Madem bu konu üzerinde konuşuyoruz. Bu vesileyle ben ilimin bir üniversitesi olan Iğdır Üniversitesinin birtakım sorunlarını da bu vesileyle gündeme getirmek istiyorum.

Değerli milletvekilleri, Iğdır Üniversitesi, 2008 yılında kurulmuş genç bir üniversite aslında. Yeni bir üniversite olmasına rağmen, baktığımızda, kurulduğu günden beri Hükûmetin üniversitelere tahsis ettiği bütçeler sıralamasında Iğdır Üniversitesi hep alttan 3'üncü, 4'üncü, 5'inci sırada. Dolayısıyla Iğdır Üniversitesinin bu on yıllık geçmişine rağmen altyapı ve üstyapı sorunları hâlâ çözülmüş değil, çözülmediği gibi her yıl bütçe tahsisinde de Iğdır Üniversitesine en düşük bütçe tahsis ediliyor.

Bakın, mesela, 2017 yılı bütçesinden üniversiteye tahsis edilen bütçe 69 milyon 959 bin liraydı. Bu yıl yani 2018 yılı için Iğdır Üniversitesine tahsis edilen bütçe 72 milyon 46 bin lira yani 2 milyonluk bir artırım söz konusu. Ama üniversite sıralamalarında gördüğümüz nedir? Iğdır alt sıralarda bir noktada. Şimdi, böyle düşük bir bütçeyle... Mesela Kredi ve Yurtlar Kurumuna bağlı örneğin yurtlar yok, öğrencilerin ciddi sorunları var, ev kiraları yüksek, bütçe düşük. Bunun yanında örneğin Tuzluca ilçemizde meslek yüksekokulu kurulmuş ama dört yıldır meslek yüksekokulunun açılması için hiçbir kaynak ayrılmıyor. İsmi Tuzluca Meslek Yüksekokulu ama öğrencileri Iğdır'da geçici bir binada eğitim yapıyor, aradan dört yıl geçmiş olmasına rağmen.

Yine, 7 fakülte kurulmuş ama yeteri kadar bölüm açılmıyor, yeteri kadar akademisyen kadrosu yok. YÖK'e başvuruluyor. YÖK yeni bir fakültenin açılmasına ya da yeni bölümlerin açılmasına izin vermiyor. Yani özcesi AKP'nin her zaman yaptığı gibi tabela üzerinde üniversite, üniversite olmaktan öteye lise düzeyinde tutma ve hiçbir katkı sunmama ama bunun üzerinden her ilde reklam yapma gibi bir çabanın içerisine girmektedir.

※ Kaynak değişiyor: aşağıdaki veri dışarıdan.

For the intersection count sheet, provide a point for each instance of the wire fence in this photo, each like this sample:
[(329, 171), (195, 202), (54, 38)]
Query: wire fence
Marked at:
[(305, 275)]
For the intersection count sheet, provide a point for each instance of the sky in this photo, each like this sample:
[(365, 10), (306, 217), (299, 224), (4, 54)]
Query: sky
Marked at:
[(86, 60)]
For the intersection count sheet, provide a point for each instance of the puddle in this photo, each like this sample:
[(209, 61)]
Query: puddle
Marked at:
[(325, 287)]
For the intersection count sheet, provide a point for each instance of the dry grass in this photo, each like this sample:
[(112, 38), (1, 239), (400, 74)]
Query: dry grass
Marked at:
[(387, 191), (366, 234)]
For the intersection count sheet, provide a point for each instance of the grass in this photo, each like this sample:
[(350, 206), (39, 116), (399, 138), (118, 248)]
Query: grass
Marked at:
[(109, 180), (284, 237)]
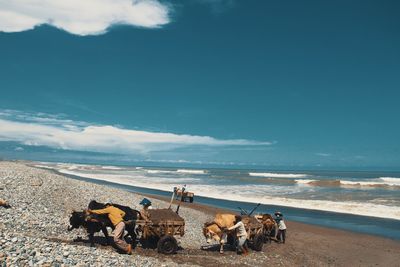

Değerli arkadaşlar, dolayısıyla bir kurumsal yapı oluşturulurken sadece isimle kurmak, sadece bir tabela üniversitesi yapmak ya da bunun siyaset aracı hâline getirilmesi hem siyaset ahlakına hem bu ülkeye bir fayda getirmez. Dolayısıyla yapılan bu düzenlemenin de gerçekten üniversiteye, bilim alanına ve akademisyenlere hiçbir faydası yok. Yardımcı doçentlik statüsünü düşürürken bu insanların hak kaybına uğradığını göz önünde bulundurmanız lazım. Ama maalesef AKP çoğunluğu bunu dikkate almıyor. Neden almıyor? Muhalefet partileri önergeler veriyor, bu teklifteki eksikliklerin giderilmesi, daha düzgün bir düzenlemenin yapılması için Cumhuriyet Halk Partisi...

(Mikrofon otomatik cihaz tarafından kapatıldı)

MEHMET EMİN ADIYAMAN (Devamla) - Tamamlıyorum Başkanım.

BAŞKAN - Ne de olsa soyadınız Adıyaman.

Buyurun.

MEHMET EMİN ADIYAMAN (Devamla) - Evet, fahri hemşehriyiz.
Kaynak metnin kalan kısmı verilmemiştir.